Guys, guys, your high powered flash would work better if they took 18650s


When I bought my SB-910 I decided to do some extensive researching on the net, for several weeks, to find the best batteries for my flash, and for my battery grip. For both hardware’s I was primarily looking for batteries that could give the fastest recharging and the most FPS.
My results 2 years ago gave me Hähnel (2700) for MB-D12, Ansmann (2850) primary for SB-910, and Sanyo Eneloop (1900) backup for SB-910.

I see you have not tested Hähnel. Reason?

Kimberly Rachel Aker

Why would we not buy the chargers that come with some of the battery brands?
And are the Amazon Basics truly a bit bigger? I am not up for damaging my gear at all!

Kimberly Rachel Aker

Oh! Ok, that was very helpful! Will be buying one of the recommended chargers then! And potentially the Amazon batteries.
Thank you so much for the very quick and helpful reply!

Mike Sweeney

My Amazon basics ( the first batch) are going on three years. Have not missed a beat and still work as well as the eneloops. The AB actually held up better when I ran my old “battery hell” test of full power dumps in a old school vivatar flash. The new XX ABs are only 6 months old but they do last measurably longer and I have not had any “fit and finish” issues with them or the original AB. At this point, I have about 40 of them kicking around for my flashes, my wireless mice, toys and whatnot. In fact the only device that the enveloops and ABs are snug in is the Microsoft Xbox controller. But it’s snug, not tight.

Matthew Saville

I haven’t yet tried some of the others, but I can definitely say that my Eneloop (standard) batteries have out-lived the Tenergy alternatives I’ve been also using.

I’ve used over a dozen of both brands for over 3 years now, and basically half of the Tenergy batteries now simply don’t hold a charge, or accept a charge, while 100% of the Eneloops are still going strong.

Until someone else can give a 3-year, heavy usage report on the other alternatives, (Duraloops and Amazon Basics do sound promising, though) …I’m going to stick with Eneloop standards.

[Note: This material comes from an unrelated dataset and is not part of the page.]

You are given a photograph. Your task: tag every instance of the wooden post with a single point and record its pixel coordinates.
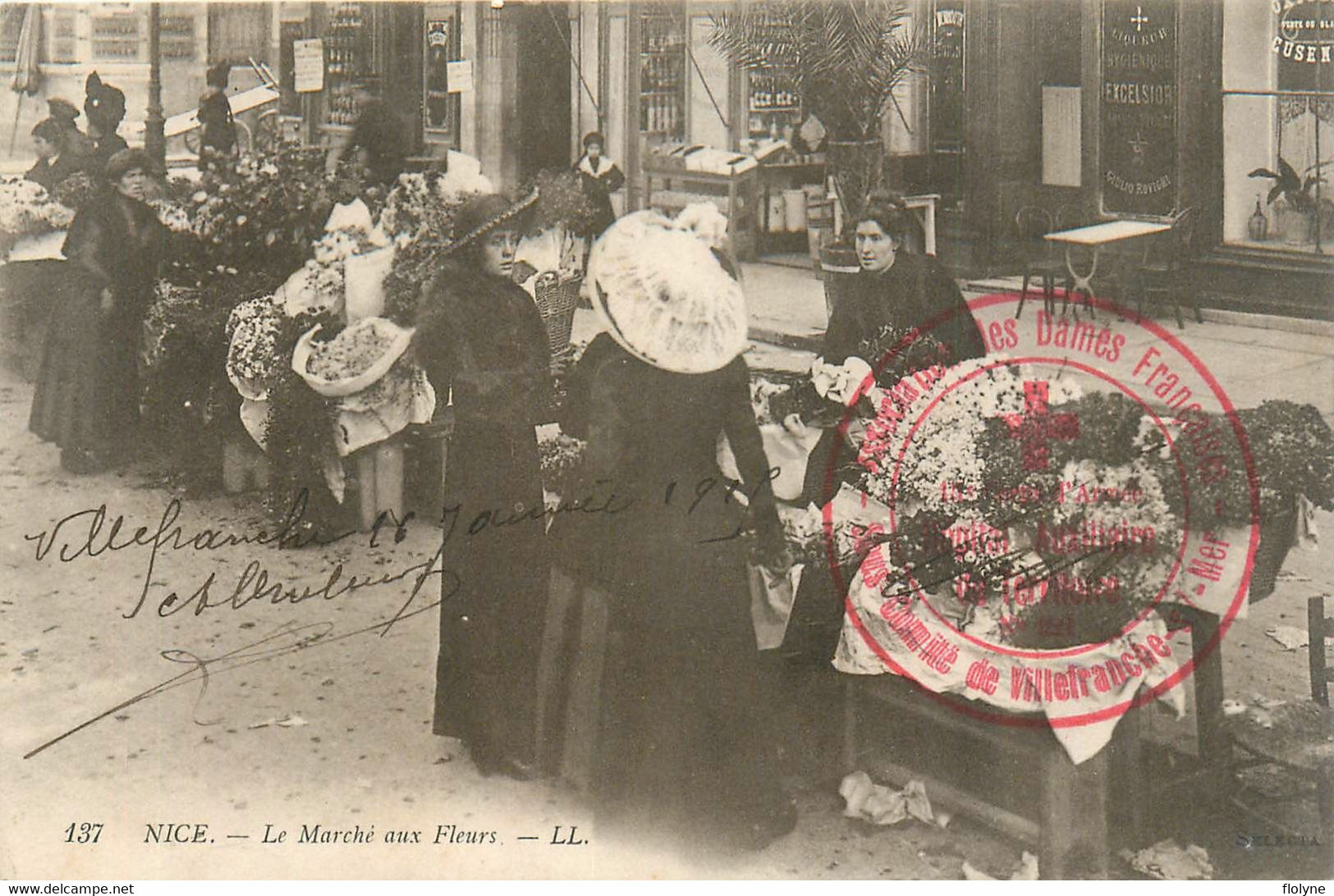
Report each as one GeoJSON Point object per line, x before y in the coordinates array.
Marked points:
{"type": "Point", "coordinates": [155, 140]}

Seems that the Amazon basics are rated for 1000 charge cycles, not the 1800 as this article mentions. That means the real Eneloops at 2100 charge cycles would have more than twice the life in the long run and a way better LSD at 10 years shelf life. More than twice the life makes the cost in the long run cheaper for the real Eneloops. I’ll stick with the real Eneloops.

joseph durante

just began using eneloop std eneloop pro mainly for photographic applications.they are definitely the best.i used duracell rechargeable prior and
they did not perform as well.i own the la crosse bc1000 and it is an awesome charger.i also own the maha wizard one c9000 and it is if anything an even better charger than the has a breakin cycle that charges at .1c for 16hrs,rest for 1 hour,discharge at .2c,rest 1hour and finally charge at .1c for 16hours a second time then follows up with a 100 ma top off charge for 2 hours and then a trickle charge.i have brought useless and old nimh batteries back to life with this feature.also it does a impedance check at the beginning of the charge cycle to see if the battery is still good.


AmazonBasics are fatter than their Eneloop counterparts. May not be worth the savings if you can’t get them in or out. There’s a lot of variation when it comes to their exact capacity.

Michael Lombardi

I *just* bought some batteries and I have to say, those black Eneloops made my shorts a little wet, but I couldn’t justify the cost. I grabbed 4 Amazon whites and 8 Amazon blacks. It sounds like I made a good buy!

Michael Lombardi

That is *exactly* how my train of thought played out. “Well, the Eneloop Pro is 20% more capacity. But I could buy a 2nd set for the same price. And while I don’t want to carry around more batteries, 20% more isn’t enough to get me through an entire extra day of shooting.”